Old version:
This is my concept for an arranger to end them all. I’ve been thinking alot about this lately, and learning of the different ways other programs handle arrangements. I studied the workflows of Ableton Live, Cubase (Playlist), FL Studio, Machinedrum and MPC arrangers and contemplated on how I work myself, and what would be most flexible. I’ve also tried hard to take into consideration difficulty of implementation and where Renoise is now, so as to not complicate things too much.
Firstly, the biggest obstacle with a “new” arranger, and the clip-style presented here earlier, is that it implies pattern “polyphony” - being able to play multiple patterns in parallel. I also don’t think this is optimal, since it creates the problem of what to do when you want a pattern to cut a preceding one.
Mostly, it looks like the FL studio playlist, except with some important improvements that makes it more powerful.
A quick run-down of my concept:
- The horizontal grid is strictly line/tick based. This makes visualizing pattern lengths easy, and keeps with the tracker tradition of time. Also, a “true” timeline would be complex and harder to implement.
- Each object in the arranger is a pattern, as defined today.
- Vertically, the arranger is split in lanes. For non-overlapping objects which lane it’s on is irrelevant. Essentially like FL Studio.
- An object can overlap another on the same lane, cutting it short. This is really useful for making breaks and getting creative with arrangements.
- Overlapping objects on separate lanes play in parallel - except if they contain events on the same track(s). If two objects play on the same track, whichever is on a lower lane in the arranger, gets precedence - like a monophonic synth, basically. Conceptually, this is like comping multiple takes in Cubase. FL studio will always play in parallel, which I believe is a poor idea.
- Doing it this way makes it easy to write a bass line pattern and a “place holder” drum beat, then focus on a separate beat pattern later.
- Changing a bass part for the last quarter of a pattern means simply making a new bridge pattern and put it in a lane below at the right time. Easy as pie, and creatively valuable.
- If you do want something to play in parallel, just put it on different tracks (like now).
Objects indicate in the arrange what tracks are overridden by another (higher priority) object.
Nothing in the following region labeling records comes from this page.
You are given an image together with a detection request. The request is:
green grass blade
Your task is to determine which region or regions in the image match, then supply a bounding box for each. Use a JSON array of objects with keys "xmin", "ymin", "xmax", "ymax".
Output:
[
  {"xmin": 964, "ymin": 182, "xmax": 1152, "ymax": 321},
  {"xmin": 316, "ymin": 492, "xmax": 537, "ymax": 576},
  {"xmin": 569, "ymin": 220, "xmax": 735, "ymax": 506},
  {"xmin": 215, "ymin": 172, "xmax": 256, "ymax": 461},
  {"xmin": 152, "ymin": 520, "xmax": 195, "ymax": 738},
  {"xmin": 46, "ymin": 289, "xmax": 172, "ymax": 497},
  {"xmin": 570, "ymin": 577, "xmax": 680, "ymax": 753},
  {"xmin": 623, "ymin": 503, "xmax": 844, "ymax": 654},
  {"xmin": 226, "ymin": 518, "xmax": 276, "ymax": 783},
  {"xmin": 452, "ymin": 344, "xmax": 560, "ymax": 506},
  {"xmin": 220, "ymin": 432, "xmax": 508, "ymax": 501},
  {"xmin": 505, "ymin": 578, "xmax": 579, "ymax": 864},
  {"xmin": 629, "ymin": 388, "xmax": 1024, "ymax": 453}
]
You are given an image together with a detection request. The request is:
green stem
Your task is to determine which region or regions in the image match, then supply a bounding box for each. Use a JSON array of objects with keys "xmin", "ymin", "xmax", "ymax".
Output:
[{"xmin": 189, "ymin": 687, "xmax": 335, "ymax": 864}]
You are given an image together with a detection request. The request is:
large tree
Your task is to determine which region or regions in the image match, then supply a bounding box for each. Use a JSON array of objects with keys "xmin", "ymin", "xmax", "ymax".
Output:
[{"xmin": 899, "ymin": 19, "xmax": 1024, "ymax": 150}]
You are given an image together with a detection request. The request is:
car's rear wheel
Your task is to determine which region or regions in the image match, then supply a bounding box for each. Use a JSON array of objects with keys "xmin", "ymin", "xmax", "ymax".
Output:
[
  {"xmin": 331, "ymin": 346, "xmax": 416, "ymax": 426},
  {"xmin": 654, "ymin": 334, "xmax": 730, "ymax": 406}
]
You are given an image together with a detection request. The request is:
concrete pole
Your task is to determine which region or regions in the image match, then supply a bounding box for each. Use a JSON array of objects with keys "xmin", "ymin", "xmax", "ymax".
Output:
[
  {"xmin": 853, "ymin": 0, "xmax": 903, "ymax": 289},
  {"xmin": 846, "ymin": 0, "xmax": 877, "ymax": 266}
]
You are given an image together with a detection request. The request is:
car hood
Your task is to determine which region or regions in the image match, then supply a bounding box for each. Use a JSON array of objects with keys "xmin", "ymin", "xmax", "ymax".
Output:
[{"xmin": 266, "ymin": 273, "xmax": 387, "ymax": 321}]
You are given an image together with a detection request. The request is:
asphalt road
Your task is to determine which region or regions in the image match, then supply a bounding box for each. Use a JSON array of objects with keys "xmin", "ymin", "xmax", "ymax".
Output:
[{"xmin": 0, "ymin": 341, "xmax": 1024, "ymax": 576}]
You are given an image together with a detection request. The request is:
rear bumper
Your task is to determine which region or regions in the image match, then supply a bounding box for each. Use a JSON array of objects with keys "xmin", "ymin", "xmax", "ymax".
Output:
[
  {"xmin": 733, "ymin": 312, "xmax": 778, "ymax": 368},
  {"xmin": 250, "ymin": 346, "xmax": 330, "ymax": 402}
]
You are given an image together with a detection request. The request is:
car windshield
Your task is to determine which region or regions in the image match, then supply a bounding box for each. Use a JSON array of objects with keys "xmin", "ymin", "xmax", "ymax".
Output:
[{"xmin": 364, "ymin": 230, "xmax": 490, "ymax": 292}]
That’s what the red “tags” are, showing which track number is “muted” and where.
Showing of “overlap tags” could be togglable, simplifying the view even more (although reducing the level of information communicated).
The yellow lines indicate pattern truncation.
All available patterns are listed to the left. Simple drag’n’drop into the arranger to place patterns.
A transport marker indicates song play position, with line resolution.
Loop range markers allow looping a section of the arrangement.
Vertical zoom should be possible in the arrange, to allow listing more “track mute stripes” etc.
Objects should be mutable to disable playback. This makes testing new ideas easy.
Automation is preceded like other tracks. One very cool thing this lets us do, is use patterns as “automation clips” like in FL Studio. (Possibly, it could be a good idea to add global automation tracks, separate from pattern/object arrangement, at some point).
Multiple arrangements per song allows remixing and rearranging without losing info and previous work.
For this concept to work, only two new concepts need to be added to the renoise core. Muting of individual tracks during playback in the arrangement and cutting patterns short (skipping to the next). Importantly, no parallel pattern or track playback is necessary.
To me, the most important factors are creativity, a free-form workflow and simplicity, and IMHO this will kick so much ass it’ll wipe the floor with both Ableton and energyXT for exploring arrangements. Now, imagine a “live mode” where you can trigger whole arrangements, and you’ve got live sequencer nirvana.
So, whatcha think? Just plain stupid, or a useful concept?